Enter the Ghost 1 / On Pandemics and Surveillance
This text is written during the second wave of the Covid-19 pandemic and published in the seventh month since the implementation of confinement measures in the Netherlands and the widespread reinforcement of surveillance practices. This would be a different text, had the current situation not taken place, but for better or worse, it has evolved into what it is due to the violent impact corona regulations have had on the project. Besides not being able to return to the MIT for an extended research period and seeing my visit to Lockheed Martin’s drone training facilities cancelled, my solo exhibition that was scheduled for May 2020 had to be postponed to October, due to a partial lockdown that affected all cultural events and forced galleries to close their doors. At the time of writing, I have been informed the opening of October 24th has been cancelled and we are not entirely sure people will be able to visit the exhibition during the four weeks when it has been reserved as open to the public. For the moment, people can come to the gallery by securing a slot of one hour. These measures affect several venues, including those depending on bigger crowds, like theatres and nightclubs.
Social inequality is highly visible at the present moment, as the cultural sector is deeply affected and left to its own devices, with multiple bankruptcies and entire livelihoods being run to the ground. All the while, airplanes are allowed to fly with people crammed together in the cabins. This paradoxical scenario provokes reactions from the left to right wing of the political spectrum, conspiracy theories abound and there is general discontent about the lack of consistent information from our governments about a future that appears fluid and uncertain. As Giorgio Agamben noted in the early days of the pandemic in Europe (February 2020), the current restrictions speak to “a growing trend to use the state of exception as a normal governmental paradigm,” which the philosopher identifies as excessive in the current situation.(i) This exacerbated use of state power is intentional and underscored by several economic interests that profit from the crisis.

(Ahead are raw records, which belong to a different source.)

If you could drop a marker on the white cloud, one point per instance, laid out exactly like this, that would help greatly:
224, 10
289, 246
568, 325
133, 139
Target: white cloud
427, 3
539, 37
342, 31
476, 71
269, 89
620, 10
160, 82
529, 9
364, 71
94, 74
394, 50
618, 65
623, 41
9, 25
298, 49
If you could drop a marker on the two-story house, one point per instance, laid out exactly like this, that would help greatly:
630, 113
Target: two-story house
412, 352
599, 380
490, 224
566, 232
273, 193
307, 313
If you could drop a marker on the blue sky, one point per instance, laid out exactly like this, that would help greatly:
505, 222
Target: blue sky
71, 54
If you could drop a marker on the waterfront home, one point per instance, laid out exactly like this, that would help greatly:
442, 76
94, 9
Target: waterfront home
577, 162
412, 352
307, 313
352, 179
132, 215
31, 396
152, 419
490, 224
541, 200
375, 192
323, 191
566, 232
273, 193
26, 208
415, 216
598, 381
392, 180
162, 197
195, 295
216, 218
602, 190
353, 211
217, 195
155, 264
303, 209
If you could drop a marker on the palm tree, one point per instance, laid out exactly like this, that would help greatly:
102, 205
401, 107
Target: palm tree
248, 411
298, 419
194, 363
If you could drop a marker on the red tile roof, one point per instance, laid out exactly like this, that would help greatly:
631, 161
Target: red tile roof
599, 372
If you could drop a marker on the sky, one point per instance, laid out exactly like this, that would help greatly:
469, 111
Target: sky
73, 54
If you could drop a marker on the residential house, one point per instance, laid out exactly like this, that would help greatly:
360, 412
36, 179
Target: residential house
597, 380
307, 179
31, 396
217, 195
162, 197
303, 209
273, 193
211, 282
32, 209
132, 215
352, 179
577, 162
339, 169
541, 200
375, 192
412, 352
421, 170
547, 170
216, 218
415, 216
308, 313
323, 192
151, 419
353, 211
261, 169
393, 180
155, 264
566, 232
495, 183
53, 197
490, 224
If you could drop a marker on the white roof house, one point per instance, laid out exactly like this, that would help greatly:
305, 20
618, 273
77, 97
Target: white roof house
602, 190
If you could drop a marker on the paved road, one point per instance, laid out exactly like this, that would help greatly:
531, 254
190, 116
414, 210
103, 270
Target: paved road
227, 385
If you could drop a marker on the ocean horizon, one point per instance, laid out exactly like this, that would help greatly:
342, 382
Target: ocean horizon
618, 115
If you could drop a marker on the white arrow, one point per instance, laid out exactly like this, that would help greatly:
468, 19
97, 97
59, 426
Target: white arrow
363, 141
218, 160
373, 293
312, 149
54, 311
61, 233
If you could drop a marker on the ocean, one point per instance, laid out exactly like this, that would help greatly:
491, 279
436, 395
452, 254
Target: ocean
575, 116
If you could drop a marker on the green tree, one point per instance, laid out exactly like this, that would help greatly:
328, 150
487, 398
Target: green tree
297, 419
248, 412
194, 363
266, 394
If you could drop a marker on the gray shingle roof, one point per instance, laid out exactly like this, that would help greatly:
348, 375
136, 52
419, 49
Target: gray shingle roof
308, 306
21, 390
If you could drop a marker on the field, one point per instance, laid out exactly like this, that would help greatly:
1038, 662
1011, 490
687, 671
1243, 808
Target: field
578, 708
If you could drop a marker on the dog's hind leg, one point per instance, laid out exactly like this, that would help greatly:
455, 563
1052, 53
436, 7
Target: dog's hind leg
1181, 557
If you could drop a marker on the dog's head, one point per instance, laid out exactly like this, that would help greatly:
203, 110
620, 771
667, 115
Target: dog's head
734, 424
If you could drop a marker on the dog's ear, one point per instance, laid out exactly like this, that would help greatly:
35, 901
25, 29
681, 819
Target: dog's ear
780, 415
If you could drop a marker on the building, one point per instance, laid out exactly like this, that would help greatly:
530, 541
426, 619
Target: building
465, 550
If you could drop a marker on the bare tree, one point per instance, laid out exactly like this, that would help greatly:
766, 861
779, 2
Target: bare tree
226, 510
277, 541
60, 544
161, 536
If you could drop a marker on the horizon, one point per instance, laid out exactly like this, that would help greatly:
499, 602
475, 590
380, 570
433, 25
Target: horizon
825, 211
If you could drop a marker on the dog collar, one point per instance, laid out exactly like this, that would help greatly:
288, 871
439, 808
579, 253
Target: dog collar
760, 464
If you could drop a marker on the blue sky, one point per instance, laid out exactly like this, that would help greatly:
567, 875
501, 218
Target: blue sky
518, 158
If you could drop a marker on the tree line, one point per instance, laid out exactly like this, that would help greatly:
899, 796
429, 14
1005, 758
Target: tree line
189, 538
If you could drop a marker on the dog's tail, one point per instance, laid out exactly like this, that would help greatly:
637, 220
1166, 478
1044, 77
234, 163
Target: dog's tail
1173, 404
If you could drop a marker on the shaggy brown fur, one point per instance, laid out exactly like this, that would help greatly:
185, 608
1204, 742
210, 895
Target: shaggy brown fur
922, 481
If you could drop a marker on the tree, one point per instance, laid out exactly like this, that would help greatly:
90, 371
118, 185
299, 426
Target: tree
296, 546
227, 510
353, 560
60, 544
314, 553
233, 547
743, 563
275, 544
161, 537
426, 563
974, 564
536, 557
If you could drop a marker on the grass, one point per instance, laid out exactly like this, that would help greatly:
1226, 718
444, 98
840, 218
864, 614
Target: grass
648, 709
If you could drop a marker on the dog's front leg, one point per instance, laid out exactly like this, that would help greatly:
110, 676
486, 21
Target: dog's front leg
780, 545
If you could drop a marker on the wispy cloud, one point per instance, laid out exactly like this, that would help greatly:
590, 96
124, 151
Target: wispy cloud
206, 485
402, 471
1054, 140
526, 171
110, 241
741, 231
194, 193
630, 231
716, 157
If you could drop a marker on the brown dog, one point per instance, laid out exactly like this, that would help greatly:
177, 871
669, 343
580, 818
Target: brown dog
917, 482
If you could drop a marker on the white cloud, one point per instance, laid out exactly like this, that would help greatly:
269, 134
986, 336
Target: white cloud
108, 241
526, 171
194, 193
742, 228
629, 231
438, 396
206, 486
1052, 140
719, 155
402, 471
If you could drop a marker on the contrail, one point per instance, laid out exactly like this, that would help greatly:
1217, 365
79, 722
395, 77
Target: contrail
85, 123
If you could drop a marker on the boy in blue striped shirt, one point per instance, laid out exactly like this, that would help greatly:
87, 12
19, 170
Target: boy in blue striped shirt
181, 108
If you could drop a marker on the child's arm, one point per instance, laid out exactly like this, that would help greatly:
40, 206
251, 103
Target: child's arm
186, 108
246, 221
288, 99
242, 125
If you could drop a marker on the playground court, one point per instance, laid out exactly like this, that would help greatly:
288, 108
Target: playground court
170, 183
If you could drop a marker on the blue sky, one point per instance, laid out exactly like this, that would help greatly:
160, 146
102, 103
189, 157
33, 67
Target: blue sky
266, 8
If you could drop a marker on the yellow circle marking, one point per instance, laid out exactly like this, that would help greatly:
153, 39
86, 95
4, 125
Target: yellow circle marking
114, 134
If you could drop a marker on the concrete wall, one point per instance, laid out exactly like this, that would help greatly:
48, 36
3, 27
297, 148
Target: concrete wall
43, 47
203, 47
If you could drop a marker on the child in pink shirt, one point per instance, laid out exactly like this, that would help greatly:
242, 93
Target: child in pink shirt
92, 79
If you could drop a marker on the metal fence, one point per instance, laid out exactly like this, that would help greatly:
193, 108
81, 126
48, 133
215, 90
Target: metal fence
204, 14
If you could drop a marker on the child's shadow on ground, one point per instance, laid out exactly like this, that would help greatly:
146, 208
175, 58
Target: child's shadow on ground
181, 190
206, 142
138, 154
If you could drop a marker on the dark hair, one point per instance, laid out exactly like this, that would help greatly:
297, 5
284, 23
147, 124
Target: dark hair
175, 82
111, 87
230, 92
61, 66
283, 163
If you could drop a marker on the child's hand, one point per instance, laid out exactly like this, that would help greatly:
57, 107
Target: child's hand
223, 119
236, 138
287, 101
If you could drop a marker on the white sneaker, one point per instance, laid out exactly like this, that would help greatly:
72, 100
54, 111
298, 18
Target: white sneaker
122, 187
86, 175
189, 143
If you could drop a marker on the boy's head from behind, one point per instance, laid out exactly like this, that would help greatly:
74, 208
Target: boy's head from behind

According to Agamben, when terrorist threats are not frequent enough to justify a habitual enforcement of what he calls exceptional measures, the invention of a pandemic allows for them to be implemented without legal limitations. This situation which Agamben warns against involves an opportunistic enforcement of centralised power, as occurred in the initial phase of lockdown in Portugal. People couldn’t leave their homes without an official document that justified their presence outdoors, while several constitutional rights – including the right to protest – were suspended for several weeks.
Judith Butler notes that containment measures have reinforced the closure of borders for some, but not all. She refers to the specific situation in the United States, drawing attention to the fact that, in her own words,
The bolstering of national policies and the closing of borders (often accompanied by panicked xenophobia), and the arrival of entrepreneurs eager to capitalize on global suffering, all testify to the rapidity with which radical inequality, nationalism, and capitalist exploitation find ways to reproduce and strengthen themselves within the pandemic zones.(ii)
While we wait for a vaccine that may take years to perfect, there is an acceptance of our limited movement and of the measures that account for the extra money spent on face masks and similar Covid-19 merchandise, which is mandatory, yet not financially supported by the authorities. Less wealthy people do not only suffer most from isolation, they are also forced to choose between buying food with a small allowance, or spending it on protective gear.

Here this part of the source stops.